Epacris gnidioides, commonly known as Budawangs cliff-heath, is a species of flowering plant in the heath family Ericaceae and is endemic to a restricted area of New South Wales. It is a small, creeping shrub with hairy branches, sharply-pointed lance-shaped leaves, and tube-shaped, white flowers. Originally described as Rupicola gnidioides, it was at one time regarded as the only species in the genus Budawangia under the synonym Budawangia gnidioides.

==Description==
Epacris gnidioides is a creeping, rhizome-forming shrub with branches up to 50 cm long. Its leaves are lance-shaped, 4–8 mm long and 1–2 mm wide on a petiole about 1.5 mm long. The leaves are thin, concave and covered with long, soft hairs. The flowers are arranged singly in leaf axils on a pedicel 1.5–5 mm long, the sepals 2.5–3.0 mm long. The petals are white and form a tube 1.0–1.2 mm long, the lobes 3.0–3.5 mm long and tapered. Flowering occurs from September to February and the fruit is a capsule about 2 mm long.

==Taxonomy==
This species was first formally described in 1927 by Victor Samuel Summerhayes who gave it the name Rupicola gnidioides in the Bulletin of Miscellaneous Information based on specimens collected in 1927 by Frederick A. Rodway near the Ettrema River, south west of Nowra in a "cleft in sandstone cliff".

In 1992, Ian Telford moved the species to his newly created genus Budawangia as Budawangia gnidioides in the journal Telopea. It was the only species in the genus.

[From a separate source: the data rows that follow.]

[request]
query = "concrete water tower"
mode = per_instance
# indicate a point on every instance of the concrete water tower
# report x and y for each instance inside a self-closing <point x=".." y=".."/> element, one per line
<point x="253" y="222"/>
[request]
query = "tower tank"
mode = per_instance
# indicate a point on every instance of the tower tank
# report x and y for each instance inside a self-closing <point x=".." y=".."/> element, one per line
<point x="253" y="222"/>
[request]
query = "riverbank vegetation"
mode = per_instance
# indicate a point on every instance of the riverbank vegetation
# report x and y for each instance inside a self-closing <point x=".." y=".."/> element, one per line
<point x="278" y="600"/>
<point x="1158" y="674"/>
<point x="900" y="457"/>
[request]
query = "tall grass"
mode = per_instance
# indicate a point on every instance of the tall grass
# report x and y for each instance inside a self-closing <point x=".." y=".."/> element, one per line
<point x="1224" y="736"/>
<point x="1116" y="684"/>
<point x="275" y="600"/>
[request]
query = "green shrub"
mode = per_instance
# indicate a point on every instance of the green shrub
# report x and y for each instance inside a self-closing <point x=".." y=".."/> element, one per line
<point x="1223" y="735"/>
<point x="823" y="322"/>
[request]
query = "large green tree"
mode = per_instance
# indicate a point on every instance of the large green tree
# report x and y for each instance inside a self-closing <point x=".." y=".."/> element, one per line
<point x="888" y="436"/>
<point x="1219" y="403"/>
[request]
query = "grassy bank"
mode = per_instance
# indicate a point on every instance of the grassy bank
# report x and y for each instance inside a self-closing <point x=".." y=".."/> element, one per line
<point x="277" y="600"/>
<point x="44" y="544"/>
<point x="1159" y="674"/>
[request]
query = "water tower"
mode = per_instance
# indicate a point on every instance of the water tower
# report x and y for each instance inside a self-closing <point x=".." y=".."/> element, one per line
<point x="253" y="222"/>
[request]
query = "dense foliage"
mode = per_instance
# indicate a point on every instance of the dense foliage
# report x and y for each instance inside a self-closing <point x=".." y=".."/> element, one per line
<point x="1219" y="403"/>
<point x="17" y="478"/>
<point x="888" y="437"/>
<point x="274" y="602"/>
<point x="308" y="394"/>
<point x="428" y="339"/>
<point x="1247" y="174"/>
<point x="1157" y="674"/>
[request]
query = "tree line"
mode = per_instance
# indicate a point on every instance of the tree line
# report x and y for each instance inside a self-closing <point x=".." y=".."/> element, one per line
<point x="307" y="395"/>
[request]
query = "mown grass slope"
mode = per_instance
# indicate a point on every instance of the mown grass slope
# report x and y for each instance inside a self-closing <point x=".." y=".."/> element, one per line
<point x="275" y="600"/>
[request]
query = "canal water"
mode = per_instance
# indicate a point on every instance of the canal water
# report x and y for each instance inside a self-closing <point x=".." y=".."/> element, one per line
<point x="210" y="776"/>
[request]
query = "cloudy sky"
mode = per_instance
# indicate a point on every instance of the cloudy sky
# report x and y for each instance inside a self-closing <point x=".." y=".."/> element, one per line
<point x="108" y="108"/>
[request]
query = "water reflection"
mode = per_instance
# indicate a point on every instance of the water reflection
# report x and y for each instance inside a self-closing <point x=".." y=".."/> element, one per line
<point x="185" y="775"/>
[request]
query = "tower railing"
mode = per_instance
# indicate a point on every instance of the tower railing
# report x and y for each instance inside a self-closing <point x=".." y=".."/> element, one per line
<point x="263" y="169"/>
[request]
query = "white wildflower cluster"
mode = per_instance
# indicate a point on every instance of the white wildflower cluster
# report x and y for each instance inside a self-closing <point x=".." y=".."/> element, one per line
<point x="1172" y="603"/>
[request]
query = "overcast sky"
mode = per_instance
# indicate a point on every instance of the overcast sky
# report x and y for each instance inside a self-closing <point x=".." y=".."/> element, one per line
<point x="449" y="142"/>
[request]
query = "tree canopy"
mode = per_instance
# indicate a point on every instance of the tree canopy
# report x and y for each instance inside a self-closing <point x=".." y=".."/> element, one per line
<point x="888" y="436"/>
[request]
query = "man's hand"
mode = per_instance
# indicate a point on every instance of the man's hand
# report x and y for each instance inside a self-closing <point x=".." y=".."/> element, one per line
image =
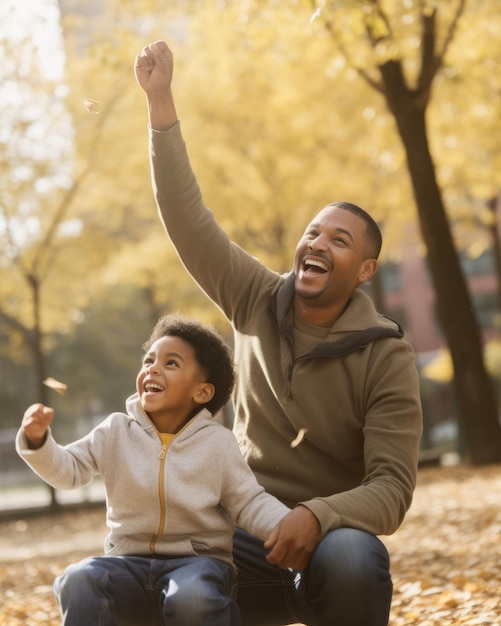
<point x="294" y="539"/>
<point x="36" y="421"/>
<point x="153" y="67"/>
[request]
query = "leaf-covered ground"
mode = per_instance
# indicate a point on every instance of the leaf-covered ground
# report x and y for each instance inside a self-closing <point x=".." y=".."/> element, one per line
<point x="446" y="557"/>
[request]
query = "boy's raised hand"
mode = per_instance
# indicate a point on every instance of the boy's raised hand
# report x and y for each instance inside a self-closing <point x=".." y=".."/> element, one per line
<point x="154" y="66"/>
<point x="36" y="421"/>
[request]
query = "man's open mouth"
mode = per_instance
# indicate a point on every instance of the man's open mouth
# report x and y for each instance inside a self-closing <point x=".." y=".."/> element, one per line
<point x="315" y="266"/>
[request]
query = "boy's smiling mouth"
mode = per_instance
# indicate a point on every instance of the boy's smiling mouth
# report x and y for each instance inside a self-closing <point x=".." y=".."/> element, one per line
<point x="151" y="387"/>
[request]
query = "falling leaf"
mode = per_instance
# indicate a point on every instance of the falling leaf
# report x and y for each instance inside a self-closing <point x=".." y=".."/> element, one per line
<point x="300" y="436"/>
<point x="56" y="385"/>
<point x="315" y="15"/>
<point x="92" y="106"/>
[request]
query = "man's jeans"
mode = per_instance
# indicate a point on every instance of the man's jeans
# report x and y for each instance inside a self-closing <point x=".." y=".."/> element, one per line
<point x="347" y="583"/>
<point x="143" y="591"/>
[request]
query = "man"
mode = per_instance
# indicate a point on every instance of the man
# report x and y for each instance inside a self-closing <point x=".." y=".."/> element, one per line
<point x="327" y="408"/>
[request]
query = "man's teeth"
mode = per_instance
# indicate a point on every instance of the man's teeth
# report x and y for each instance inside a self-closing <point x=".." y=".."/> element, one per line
<point x="315" y="263"/>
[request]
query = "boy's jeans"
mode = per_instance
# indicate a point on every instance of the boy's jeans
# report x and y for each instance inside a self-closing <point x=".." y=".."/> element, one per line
<point x="143" y="591"/>
<point x="347" y="583"/>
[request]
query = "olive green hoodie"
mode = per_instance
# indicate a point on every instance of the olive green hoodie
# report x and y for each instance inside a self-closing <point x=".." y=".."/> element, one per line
<point x="355" y="399"/>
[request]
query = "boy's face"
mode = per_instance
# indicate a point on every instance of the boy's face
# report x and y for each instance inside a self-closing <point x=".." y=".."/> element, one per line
<point x="170" y="382"/>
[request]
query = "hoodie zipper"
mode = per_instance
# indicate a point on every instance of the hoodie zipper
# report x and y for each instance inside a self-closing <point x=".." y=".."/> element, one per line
<point x="161" y="496"/>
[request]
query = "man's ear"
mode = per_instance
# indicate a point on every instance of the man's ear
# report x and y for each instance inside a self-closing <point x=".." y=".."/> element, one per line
<point x="205" y="393"/>
<point x="367" y="270"/>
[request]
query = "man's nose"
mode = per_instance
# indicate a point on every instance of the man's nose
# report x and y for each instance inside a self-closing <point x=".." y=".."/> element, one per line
<point x="318" y="243"/>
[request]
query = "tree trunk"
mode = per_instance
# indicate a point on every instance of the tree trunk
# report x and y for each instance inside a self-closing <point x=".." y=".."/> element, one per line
<point x="474" y="387"/>
<point x="39" y="359"/>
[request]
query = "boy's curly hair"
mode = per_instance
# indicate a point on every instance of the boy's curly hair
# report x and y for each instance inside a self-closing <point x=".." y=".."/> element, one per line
<point x="212" y="353"/>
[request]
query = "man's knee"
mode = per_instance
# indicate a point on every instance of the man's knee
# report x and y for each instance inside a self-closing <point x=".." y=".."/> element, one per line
<point x="347" y="556"/>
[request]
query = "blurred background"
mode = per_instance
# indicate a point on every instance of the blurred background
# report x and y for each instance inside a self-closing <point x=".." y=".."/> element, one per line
<point x="286" y="106"/>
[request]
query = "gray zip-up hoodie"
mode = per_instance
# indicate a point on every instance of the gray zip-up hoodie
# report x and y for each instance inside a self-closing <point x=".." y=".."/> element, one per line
<point x="181" y="501"/>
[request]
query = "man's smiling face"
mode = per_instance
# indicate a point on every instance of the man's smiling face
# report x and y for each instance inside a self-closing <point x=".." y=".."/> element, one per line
<point x="331" y="259"/>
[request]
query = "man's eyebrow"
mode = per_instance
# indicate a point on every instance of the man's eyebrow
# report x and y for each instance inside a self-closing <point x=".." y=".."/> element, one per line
<point x="338" y="229"/>
<point x="345" y="231"/>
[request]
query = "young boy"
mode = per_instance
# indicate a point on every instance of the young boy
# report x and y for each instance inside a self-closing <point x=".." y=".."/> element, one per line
<point x="176" y="486"/>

In 2015, Elizabeth Anne Brown transferred the species to Epacris as Epacris gnidioides based on a phylogenetic study which found that Rupicola and Budawangia were embedded within Epacris. As of March 2024, sources such as the Australian Plant Census and Plants of the World Online accept the name Epacris gnidioides, regarding Rupicola gnidioides and Budawangia gnidioides as a synonyms.

==Distribution and habitat==
Budawangs cliff-heath grows in rock crevices and on sandy ledges at the base of sandstone cliffs on the edges of forest and heath and is only known from the northern Budawang Range in south-eastern New South Wales.

==Conservation status==
Epacris gnidioides is listed as "vulnerable" under the Australian Government Environment Protection and Biodiversity Conservation Act 1999 (EPBC) Act and the New South Wales Biodiversity Conservation Act 2016. The main threats to its survival are its narrow distribution, inappropriate fire regimes, and use of sandstone caves for camping.